Das, was Veranlassung gibt, Gouda hier besonders zu vermerken, das sind die Vorgänge, die jetzt anzuführen sind: Ein Jahr nach der Anbringung des Arenberger Fensters, also 1572, wurde die St. Janskirche protestantisch, achtzig Jahre Freiheitskrieg waren im Gange, die vom Grafen Johann geführten Statthalterschaften waren an Oranieu verloren. Hätte man sich zu wundern brauchen, wenn damals im Sturm von Albas Verfolgungen die Bildnisse der katholischen Arenberg ausgelöscht worden wären? Nein, die Meisterwerke Crabeths, eines der größten Glasbildner der Niederlande, auch das Arenbergfenster, wurden vollständig erhalten und erfreuen bis heute die Besucher durch ihre Farbenpracht.

Was den deutschen Besucher der St. Janskirche ungemein erfreut, ist das, was die heutigen Kirchenherren von Gouda in ihrem Kunstführer über Johann von Arenberg herausstellen, nachdem sie ihn zunächst als Vliesritter, als Sieger von Mühlberg und St. Quentin und als Statthalter der nordniederländischen Provinzen kennzeichneten:

„Als Vliesritter erhob er Einspruch, als Alba ungesetzlich die Vliesritter Egmont und Hoom gefangen nahm. Obwohl er verurteilte, was Alba im Namen des Königs tat, ehrte er nach wie vor König Philipp II. als seinen Herrn mit der Ergebenheit des mittelalterlichen Vasallen. Darum warf er sich bei Heiligerlee in die Schlacht, ah Ludwig von Nassau von Deutschland aus Versuche anstellte, die Niederlande von Alba zu befreien. Er fiel in dem tragischen Schicksal, das er für den König und also letzten Endes gegen sein Volk gewählt hatte.

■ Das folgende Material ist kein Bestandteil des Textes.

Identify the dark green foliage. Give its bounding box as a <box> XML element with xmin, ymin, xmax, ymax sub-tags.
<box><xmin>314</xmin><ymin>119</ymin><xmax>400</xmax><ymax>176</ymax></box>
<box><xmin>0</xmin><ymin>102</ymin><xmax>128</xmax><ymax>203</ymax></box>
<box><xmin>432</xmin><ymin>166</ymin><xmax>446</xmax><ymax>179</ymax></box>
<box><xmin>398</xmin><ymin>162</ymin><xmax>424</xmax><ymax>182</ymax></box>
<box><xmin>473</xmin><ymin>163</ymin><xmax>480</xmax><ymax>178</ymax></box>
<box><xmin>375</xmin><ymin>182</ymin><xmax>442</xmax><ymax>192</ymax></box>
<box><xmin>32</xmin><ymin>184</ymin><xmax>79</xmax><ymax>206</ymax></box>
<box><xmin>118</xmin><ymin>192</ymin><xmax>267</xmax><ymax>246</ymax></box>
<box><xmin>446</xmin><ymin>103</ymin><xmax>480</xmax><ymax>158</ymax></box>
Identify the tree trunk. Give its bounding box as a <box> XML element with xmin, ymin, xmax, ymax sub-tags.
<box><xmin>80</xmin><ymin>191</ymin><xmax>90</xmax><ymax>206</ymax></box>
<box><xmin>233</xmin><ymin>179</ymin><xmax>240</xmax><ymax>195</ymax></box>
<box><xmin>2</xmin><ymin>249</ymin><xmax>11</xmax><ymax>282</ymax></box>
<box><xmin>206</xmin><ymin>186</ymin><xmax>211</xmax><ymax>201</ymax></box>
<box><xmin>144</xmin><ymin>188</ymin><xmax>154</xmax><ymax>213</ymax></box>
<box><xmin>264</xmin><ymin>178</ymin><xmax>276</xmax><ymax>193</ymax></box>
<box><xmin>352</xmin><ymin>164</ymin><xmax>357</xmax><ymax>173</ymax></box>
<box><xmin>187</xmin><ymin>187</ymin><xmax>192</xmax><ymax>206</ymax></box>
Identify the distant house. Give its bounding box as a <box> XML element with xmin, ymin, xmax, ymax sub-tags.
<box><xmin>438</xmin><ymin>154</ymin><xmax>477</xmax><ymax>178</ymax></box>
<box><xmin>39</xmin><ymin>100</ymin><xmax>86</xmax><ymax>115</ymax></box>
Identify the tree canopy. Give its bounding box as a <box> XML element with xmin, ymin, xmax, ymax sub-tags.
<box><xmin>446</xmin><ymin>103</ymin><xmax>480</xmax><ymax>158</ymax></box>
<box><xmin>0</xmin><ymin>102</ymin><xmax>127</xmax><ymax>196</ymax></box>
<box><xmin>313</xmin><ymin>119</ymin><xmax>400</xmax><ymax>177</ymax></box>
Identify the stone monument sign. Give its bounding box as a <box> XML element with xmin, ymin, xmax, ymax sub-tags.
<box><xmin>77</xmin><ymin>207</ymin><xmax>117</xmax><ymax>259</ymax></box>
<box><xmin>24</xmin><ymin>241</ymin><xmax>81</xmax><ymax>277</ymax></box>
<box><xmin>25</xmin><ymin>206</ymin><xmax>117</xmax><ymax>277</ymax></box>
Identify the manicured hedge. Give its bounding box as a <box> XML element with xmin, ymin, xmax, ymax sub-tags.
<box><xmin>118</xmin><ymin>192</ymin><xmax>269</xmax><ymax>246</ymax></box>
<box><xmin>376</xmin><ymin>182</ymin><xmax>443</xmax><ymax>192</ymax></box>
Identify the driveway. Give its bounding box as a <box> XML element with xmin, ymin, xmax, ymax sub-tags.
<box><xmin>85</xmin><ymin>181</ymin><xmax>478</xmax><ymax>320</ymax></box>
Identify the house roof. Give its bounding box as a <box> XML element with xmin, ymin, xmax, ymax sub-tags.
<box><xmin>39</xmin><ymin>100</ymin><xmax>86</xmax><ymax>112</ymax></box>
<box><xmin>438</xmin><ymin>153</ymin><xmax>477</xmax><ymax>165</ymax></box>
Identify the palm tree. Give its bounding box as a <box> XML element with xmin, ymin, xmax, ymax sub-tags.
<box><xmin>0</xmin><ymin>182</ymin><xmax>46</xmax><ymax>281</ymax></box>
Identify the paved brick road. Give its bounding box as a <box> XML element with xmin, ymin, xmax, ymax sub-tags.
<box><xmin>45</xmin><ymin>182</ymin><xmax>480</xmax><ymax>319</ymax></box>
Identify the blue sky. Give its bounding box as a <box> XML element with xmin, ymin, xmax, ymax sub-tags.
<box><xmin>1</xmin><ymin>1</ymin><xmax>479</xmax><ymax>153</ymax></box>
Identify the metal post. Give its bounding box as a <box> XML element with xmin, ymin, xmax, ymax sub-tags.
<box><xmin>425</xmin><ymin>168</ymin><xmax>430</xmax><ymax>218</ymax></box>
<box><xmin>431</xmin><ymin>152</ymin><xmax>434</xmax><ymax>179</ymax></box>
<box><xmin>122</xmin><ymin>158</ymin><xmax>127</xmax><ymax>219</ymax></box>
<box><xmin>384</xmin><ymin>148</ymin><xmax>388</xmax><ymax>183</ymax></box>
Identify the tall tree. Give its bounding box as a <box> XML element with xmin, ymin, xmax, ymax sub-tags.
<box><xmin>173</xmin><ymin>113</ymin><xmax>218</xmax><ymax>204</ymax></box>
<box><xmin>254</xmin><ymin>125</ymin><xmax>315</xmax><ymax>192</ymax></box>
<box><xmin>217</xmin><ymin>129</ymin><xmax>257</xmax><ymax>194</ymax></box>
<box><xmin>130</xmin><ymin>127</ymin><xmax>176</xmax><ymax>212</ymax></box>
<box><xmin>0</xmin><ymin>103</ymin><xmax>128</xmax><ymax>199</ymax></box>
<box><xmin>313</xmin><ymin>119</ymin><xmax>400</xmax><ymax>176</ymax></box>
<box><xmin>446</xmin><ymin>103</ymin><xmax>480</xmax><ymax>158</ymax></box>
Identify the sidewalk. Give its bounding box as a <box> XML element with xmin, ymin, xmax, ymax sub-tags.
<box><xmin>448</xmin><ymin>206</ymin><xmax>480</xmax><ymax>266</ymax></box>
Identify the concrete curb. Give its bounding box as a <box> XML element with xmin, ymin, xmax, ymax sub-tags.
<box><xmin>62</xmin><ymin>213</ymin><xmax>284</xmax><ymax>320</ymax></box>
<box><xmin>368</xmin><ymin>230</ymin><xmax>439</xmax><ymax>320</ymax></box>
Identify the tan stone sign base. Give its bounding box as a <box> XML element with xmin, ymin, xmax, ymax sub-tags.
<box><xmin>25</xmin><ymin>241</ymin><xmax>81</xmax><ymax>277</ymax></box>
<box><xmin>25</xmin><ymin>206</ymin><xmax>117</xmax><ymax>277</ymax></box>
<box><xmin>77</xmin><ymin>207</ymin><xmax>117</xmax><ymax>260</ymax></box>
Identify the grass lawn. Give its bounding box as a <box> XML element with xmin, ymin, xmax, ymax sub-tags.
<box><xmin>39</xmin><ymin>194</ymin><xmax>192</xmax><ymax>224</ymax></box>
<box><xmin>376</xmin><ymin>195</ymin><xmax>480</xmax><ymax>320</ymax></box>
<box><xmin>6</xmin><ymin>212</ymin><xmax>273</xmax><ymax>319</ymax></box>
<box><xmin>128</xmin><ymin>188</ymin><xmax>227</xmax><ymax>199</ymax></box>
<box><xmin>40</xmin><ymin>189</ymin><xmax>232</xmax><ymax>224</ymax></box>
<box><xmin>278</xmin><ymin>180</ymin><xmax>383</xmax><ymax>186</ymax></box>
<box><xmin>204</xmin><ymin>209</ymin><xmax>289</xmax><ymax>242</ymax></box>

In diesem Stifter zeigt sich, wie das ganze westeuropäische Leben in den Niederlanden, Deutschland und Frankreich verbunden war.“ 

Diese versöhnlichen, toleranten Worte, die eine untadelige Persönlichkeit anerkennen und ein deutsches Fürstenpaar in steter Erinnerung erhalten, dürfen uns wieder einmal mahnen, aus der Geschichte, auch der arenbergischen Geschichte und aus der Stellungnahme der Kirchenherren von Gouda einiges zu lernen.